« Le corbeau a encore frappé »… Qui n’a jamais entendu cette expression populaire pour désigner un auteur anonyme ?
De grandes affaires criminelles à des évènements locaux, moins médiatisés, les missives haineuses ou prétendument porteuses de « révélations » restent assez fréquentes…même au 21ème siècle ! On peut effectivement s’étonner qu’à l’ère du numérique, certains anonymographes se livrent encore à la calomnie par voie manuscrite… Et pourtant.
Des courriers souvent injurieux, obscènes, malveillants ou destinés à semer le trouble, écrits sciemment par un ennemi dans l’ombre. Mais pourquoi parle-t-on de « corbeau » ?
Si la mythologie le tient pour un oiseau de mauvais augure, l’expression est née d’une formule journalistique imprimée dans les colonnes du quotidien « le matin », le 5 décembre 1922, à l’occasion du procès d’Angèle LAVAL.
L’histoire….
L’affaire Angèle LAVAL s’est déroulée de 1917 à 1921, en Corrèze.
Pendant ces 4 ans, la ville de Tulle, a connu une véritable déferlante de lettres anonymes. Des missives vitriolées, calomnieuses et obscènes qui ont mis à mal la tranquillité de cette petite ville et la réputation de ses habitants. Elles exposaient au grand jour des (prétendues) infidélités, des révélations choquantes et colportaient des rumeurs semant le trouble, le discrédit et la suspicion collective.
Les premières lettres sont d’abord adressées à Mademoiselle LAVAL et Monsieur MOURY, son supérieur hiérarchique, tous deux employés à la préfecture. Très vite, elles se répandent au-delà des murs de l’administration.
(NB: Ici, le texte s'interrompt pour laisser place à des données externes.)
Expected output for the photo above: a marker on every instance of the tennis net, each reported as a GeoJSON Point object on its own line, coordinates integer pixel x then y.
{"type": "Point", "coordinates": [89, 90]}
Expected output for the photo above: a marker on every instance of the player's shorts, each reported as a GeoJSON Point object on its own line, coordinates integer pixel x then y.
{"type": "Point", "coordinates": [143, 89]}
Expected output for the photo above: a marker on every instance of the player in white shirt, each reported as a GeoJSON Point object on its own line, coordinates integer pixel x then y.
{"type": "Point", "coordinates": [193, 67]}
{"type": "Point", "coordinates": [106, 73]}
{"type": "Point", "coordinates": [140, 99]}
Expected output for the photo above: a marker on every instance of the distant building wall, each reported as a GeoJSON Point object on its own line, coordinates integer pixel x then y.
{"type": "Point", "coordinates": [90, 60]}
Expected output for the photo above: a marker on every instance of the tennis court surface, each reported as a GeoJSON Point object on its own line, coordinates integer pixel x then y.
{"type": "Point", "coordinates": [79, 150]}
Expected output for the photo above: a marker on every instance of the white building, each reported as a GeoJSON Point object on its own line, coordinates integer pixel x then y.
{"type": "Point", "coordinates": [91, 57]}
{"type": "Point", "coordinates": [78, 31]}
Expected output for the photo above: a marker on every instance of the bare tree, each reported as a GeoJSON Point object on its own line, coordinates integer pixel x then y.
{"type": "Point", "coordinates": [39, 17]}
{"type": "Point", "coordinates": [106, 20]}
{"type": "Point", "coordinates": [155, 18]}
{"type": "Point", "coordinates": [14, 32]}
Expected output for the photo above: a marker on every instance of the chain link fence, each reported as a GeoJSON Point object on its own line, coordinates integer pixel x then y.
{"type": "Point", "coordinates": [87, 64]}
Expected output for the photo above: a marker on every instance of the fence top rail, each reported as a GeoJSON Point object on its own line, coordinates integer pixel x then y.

Quelques mois plus tard, les mystérieux courriers, désormais signés sous le pseudonyme « l’Oeil du Tigre », frappent toujours plus fort et jettent l’opprobre sur les personnalités les plus respectables de la ville. Au point qu’à la fin de l’année 1921, on déplore déjà deux décès.
L’affaire prend alors une ampleur nationale et une souscription citoyenne est lancée pour soutenir l’enquête.
Au début de l’année 1922, l’auteure est finalement démasquée par l’un des pionniers de la police scientifique, dépêché sur place : le célèbre Dr Edmond LOCARD.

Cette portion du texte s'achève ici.